Other metrics, such as the amount of grants, the percentage of financial aid provided through grants and the percentage of college costs covered by grants are misleading. A higher-cost college might provide more grants but still have a higher net price. 

You may actually pay more at a college that claims to meet full need than at an in-state public college, even though many meet-full-need colleges are among the more generous colleges.

Beware of colleges that present a net cost figure that subtracts the full financial aid package, including loans, from total college costs. This is not the same as the net price.

Need-Blind vs. Need-Sensitive Admissions

Students and their families often wonder whether applying for financial aid will affect their chances of college admission.

Only 102 colleges claim to provide need-blind admission for U.S. students. They admit students without regard to their ability to pay for college. Of them, only 78 provide need-blind admission for transfer students and 26 provide need-blind admission for international students. Most of these colleges are not need-blind when it comes to admitting students off of the wait list.

The rest typically start considering financial need when they’ve admitted about three-quarters of the incoming class, switching to need-sensitive admissions when they start running out of money in the financial aid budget.

Related: Undermatching: Why Do Smart Low-Income Students Not Enroll In Selective Colleges?

Other Financial Aid Gotchas

There are other ways that college financial aid packages mislead families about the true college costs beyond just gapping unmet need and redefining financial need. These include front-loading of grants and scholarship displacement.

More than 80% of colleges practice front-loading of grants, where students are offered a better mix of grants vs. loans during the first year than during subsequent years. This is a form of bait and switch, where the college appears to be more affordable when students are applying for admission.

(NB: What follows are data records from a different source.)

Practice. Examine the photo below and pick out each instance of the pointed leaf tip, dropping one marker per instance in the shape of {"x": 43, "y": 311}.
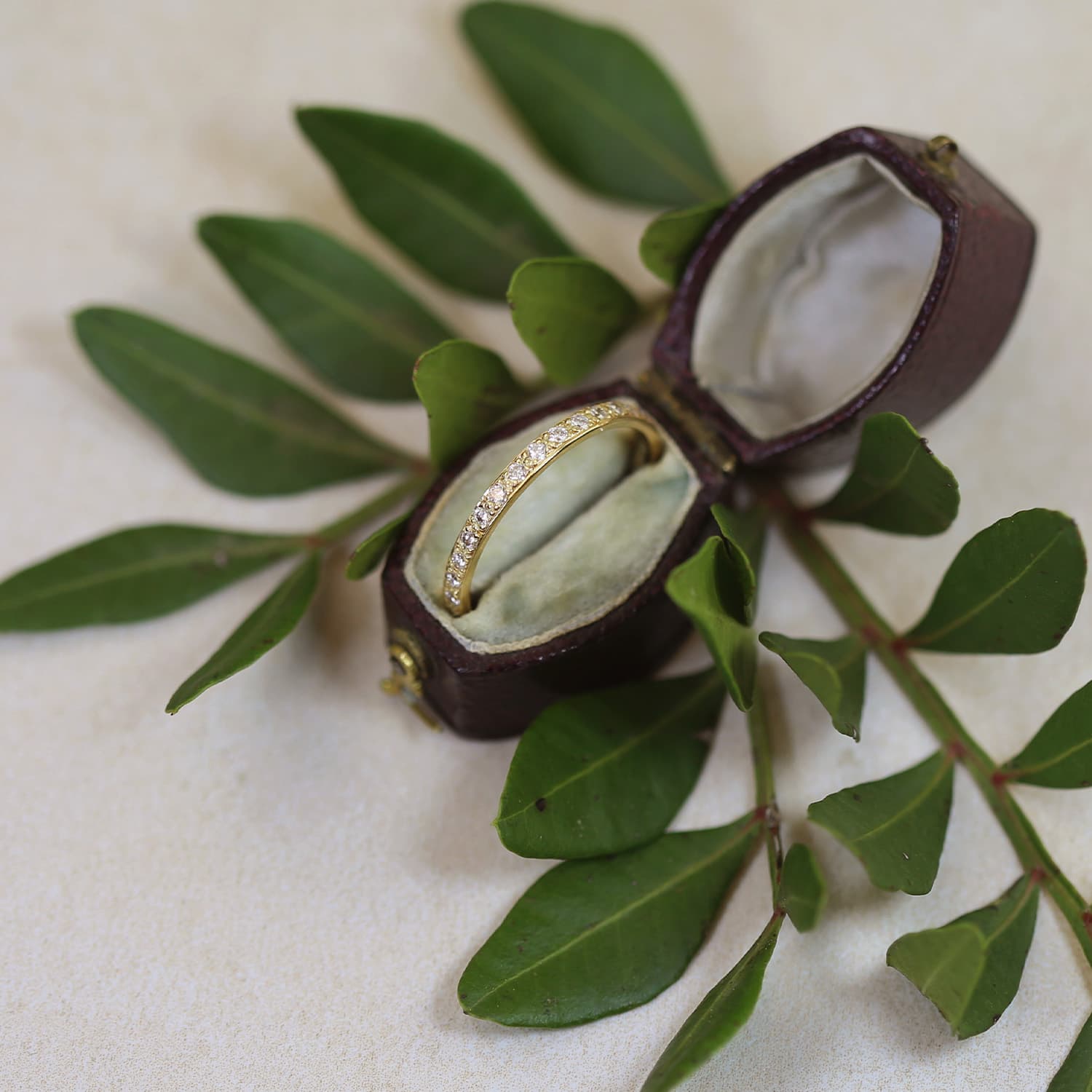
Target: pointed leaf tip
{"x": 971, "y": 968}
{"x": 721, "y": 1015}
{"x": 670, "y": 240}
{"x": 607, "y": 771}
{"x": 264, "y": 628}
{"x": 897, "y": 484}
{"x": 465, "y": 389}
{"x": 569, "y": 312}
{"x": 596, "y": 103}
{"x": 1061, "y": 753}
{"x": 591, "y": 938}
{"x": 832, "y": 670}
{"x": 895, "y": 826}
{"x": 803, "y": 887}
{"x": 1015, "y": 587}
{"x": 703, "y": 587}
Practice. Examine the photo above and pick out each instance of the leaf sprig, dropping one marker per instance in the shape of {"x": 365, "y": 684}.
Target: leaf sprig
{"x": 598, "y": 779}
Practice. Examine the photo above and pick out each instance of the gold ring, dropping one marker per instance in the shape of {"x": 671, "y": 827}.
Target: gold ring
{"x": 526, "y": 469}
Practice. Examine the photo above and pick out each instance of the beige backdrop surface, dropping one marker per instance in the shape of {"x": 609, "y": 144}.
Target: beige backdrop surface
{"x": 279, "y": 888}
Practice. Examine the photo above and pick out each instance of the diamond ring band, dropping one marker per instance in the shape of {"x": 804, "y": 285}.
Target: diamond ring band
{"x": 524, "y": 469}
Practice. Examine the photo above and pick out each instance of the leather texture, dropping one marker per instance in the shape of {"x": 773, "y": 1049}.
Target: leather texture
{"x": 986, "y": 251}
{"x": 985, "y": 259}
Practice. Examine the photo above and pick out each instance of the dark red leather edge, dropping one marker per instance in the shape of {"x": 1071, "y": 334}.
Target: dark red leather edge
{"x": 498, "y": 695}
{"x": 985, "y": 259}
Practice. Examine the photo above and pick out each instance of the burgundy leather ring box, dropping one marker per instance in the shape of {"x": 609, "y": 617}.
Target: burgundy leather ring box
{"x": 871, "y": 272}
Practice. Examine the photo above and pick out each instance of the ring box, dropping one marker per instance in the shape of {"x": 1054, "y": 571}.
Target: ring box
{"x": 871, "y": 272}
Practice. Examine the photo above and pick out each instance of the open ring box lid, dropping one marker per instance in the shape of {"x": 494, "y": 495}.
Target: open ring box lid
{"x": 871, "y": 272}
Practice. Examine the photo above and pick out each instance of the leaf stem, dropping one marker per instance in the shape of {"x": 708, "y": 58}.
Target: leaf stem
{"x": 895, "y": 654}
{"x": 766, "y": 801}
{"x": 371, "y": 509}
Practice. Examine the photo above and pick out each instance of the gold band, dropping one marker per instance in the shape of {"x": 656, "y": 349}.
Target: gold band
{"x": 526, "y": 469}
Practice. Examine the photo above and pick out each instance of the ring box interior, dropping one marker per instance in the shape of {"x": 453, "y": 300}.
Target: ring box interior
{"x": 871, "y": 272}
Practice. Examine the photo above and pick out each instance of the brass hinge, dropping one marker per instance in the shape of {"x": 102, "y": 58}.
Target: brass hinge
{"x": 939, "y": 155}
{"x": 657, "y": 388}
{"x": 406, "y": 676}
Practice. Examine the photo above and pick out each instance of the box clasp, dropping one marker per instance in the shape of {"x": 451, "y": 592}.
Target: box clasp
{"x": 660, "y": 391}
{"x": 406, "y": 675}
{"x": 941, "y": 154}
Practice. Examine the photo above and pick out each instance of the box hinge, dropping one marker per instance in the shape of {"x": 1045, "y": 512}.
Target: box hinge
{"x": 712, "y": 446}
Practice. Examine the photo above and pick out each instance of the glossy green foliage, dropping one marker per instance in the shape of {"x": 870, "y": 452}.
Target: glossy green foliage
{"x": 895, "y": 826}
{"x": 596, "y": 937}
{"x": 141, "y": 572}
{"x": 596, "y": 103}
{"x": 1013, "y": 587}
{"x": 1061, "y": 753}
{"x": 456, "y": 213}
{"x": 897, "y": 484}
{"x": 721, "y": 1015}
{"x": 803, "y": 888}
{"x": 569, "y": 312}
{"x": 744, "y": 533}
{"x": 240, "y": 427}
{"x": 266, "y": 627}
{"x": 670, "y": 240}
{"x": 371, "y": 552}
{"x": 354, "y": 325}
{"x": 705, "y": 587}
{"x": 971, "y": 968}
{"x": 832, "y": 670}
{"x": 465, "y": 389}
{"x": 606, "y": 771}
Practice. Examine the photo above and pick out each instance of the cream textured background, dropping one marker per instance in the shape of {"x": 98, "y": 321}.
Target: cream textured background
{"x": 279, "y": 888}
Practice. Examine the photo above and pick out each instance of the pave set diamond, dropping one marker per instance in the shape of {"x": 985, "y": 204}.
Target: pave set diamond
{"x": 505, "y": 489}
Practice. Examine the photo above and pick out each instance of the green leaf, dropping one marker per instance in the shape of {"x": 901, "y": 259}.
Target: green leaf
{"x": 832, "y": 670}
{"x": 1061, "y": 753}
{"x": 569, "y": 312}
{"x": 345, "y": 318}
{"x": 596, "y": 937}
{"x": 1013, "y": 587}
{"x": 895, "y": 826}
{"x": 467, "y": 389}
{"x": 722, "y": 1013}
{"x": 454, "y": 212}
{"x": 132, "y": 574}
{"x": 670, "y": 240}
{"x": 240, "y": 427}
{"x": 367, "y": 556}
{"x": 703, "y": 587}
{"x": 606, "y": 771}
{"x": 803, "y": 887}
{"x": 745, "y": 539}
{"x": 897, "y": 484}
{"x": 596, "y": 103}
{"x": 264, "y": 628}
{"x": 1076, "y": 1072}
{"x": 971, "y": 968}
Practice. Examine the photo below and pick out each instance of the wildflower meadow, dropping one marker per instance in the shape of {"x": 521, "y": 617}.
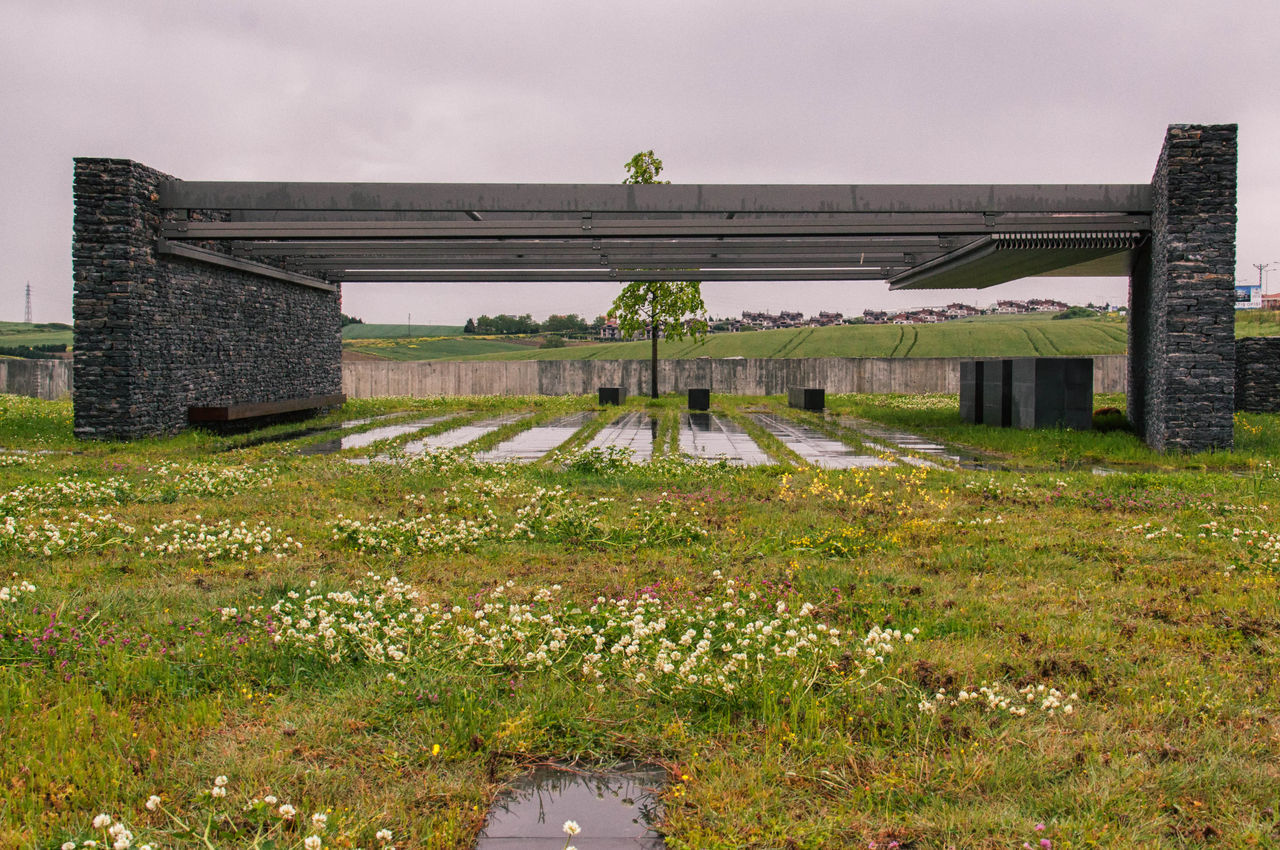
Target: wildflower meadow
{"x": 219, "y": 641}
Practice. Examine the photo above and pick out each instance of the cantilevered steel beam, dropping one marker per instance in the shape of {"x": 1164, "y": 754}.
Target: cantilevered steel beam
{"x": 609, "y": 275}
{"x": 666, "y": 199}
{"x": 874, "y": 224}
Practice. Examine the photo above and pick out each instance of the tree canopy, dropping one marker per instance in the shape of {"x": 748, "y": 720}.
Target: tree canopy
{"x": 671, "y": 309}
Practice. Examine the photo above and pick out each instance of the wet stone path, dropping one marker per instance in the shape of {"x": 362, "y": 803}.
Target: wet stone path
{"x": 370, "y": 437}
{"x": 712, "y": 437}
{"x": 615, "y": 809}
{"x": 814, "y": 447}
{"x": 538, "y": 441}
{"x": 635, "y": 432}
{"x": 464, "y": 434}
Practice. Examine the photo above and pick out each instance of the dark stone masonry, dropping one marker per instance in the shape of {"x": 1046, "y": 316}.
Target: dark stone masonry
{"x": 1182, "y": 296}
{"x": 156, "y": 334}
{"x": 1257, "y": 374}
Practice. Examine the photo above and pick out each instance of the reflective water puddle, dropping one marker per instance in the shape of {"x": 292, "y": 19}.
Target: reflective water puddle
{"x": 816, "y": 447}
{"x": 464, "y": 434}
{"x": 616, "y": 809}
{"x": 635, "y": 432}
{"x": 538, "y": 441}
{"x": 370, "y": 437}
{"x": 711, "y": 437}
{"x": 906, "y": 442}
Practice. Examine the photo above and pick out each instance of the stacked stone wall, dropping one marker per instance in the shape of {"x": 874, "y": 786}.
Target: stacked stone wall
{"x": 1182, "y": 333}
{"x": 156, "y": 334}
{"x": 1257, "y": 374}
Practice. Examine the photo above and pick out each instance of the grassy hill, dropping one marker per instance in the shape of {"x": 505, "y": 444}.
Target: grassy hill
{"x": 986, "y": 336}
{"x": 437, "y": 347}
{"x": 1257, "y": 323}
{"x": 398, "y": 330}
{"x": 21, "y": 333}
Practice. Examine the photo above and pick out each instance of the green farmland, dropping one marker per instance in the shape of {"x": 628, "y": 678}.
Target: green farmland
{"x": 988, "y": 336}
{"x": 213, "y": 643}
{"x": 19, "y": 333}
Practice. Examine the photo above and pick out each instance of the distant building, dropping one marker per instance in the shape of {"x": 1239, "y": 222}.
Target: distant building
{"x": 1248, "y": 296}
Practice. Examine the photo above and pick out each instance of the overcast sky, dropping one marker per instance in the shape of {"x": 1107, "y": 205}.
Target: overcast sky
{"x": 725, "y": 92}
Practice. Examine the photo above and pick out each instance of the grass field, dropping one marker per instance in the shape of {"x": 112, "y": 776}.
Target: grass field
{"x": 1257, "y": 323}
{"x": 398, "y": 332}
{"x": 435, "y": 348}
{"x": 987, "y": 336}
{"x": 19, "y": 333}
{"x": 897, "y": 657}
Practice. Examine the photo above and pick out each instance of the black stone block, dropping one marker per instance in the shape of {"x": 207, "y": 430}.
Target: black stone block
{"x": 997, "y": 392}
{"x": 807, "y": 397}
{"x": 1052, "y": 392}
{"x": 612, "y": 394}
{"x": 970, "y": 391}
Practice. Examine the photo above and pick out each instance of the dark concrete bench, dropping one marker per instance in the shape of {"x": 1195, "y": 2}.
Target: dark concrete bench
{"x": 807, "y": 397}
{"x": 255, "y": 410}
{"x": 612, "y": 396}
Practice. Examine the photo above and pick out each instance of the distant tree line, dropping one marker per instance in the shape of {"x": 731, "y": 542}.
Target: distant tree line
{"x": 33, "y": 352}
{"x": 571, "y": 325}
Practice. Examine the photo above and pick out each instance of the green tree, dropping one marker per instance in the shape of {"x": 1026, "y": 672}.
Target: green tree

The net price of these colleges will increase significantly after the first year, even if the family’s financial circumstances have not changed. More of the college costs will be met with loans and the gap will increase. On average, the net price increases by about $3,000 to $4,000.

Families may mistakenly believe that scholarships can help them pay for their share of college costs. However, sometimes scholarships will reduce the need-based financial aid package, such as grants, they’ve already received. This is called scholarship displacement. About half of all scholarship recipients report being affected by scholarship displacement.

Six states have passed laws banning scholarship displacement: California, Maryland, Minnesota, New Jersey, Pennsylvania, and Washington.

Final Thoughts

Don’t try to game the system by not applying for financial aid the first year. Maybe you can handle paying full college costs for a year, but that doesn’t mean you can apply for financial aid in subsequent years. Most colleges with need-sensitive admissions will not provide their own grants to students who did not apply for financial aid the first year, unless they can demonstrate that their financial circumstances have changed significantly.

In other words, don’t try to game the system when the dealer holds all the cards. If you’re not sure about the financial aid offer you’ve received, consider submitting it to TuitionFit and seeing how it compares to other financial aid offers awarded by the school to similar students.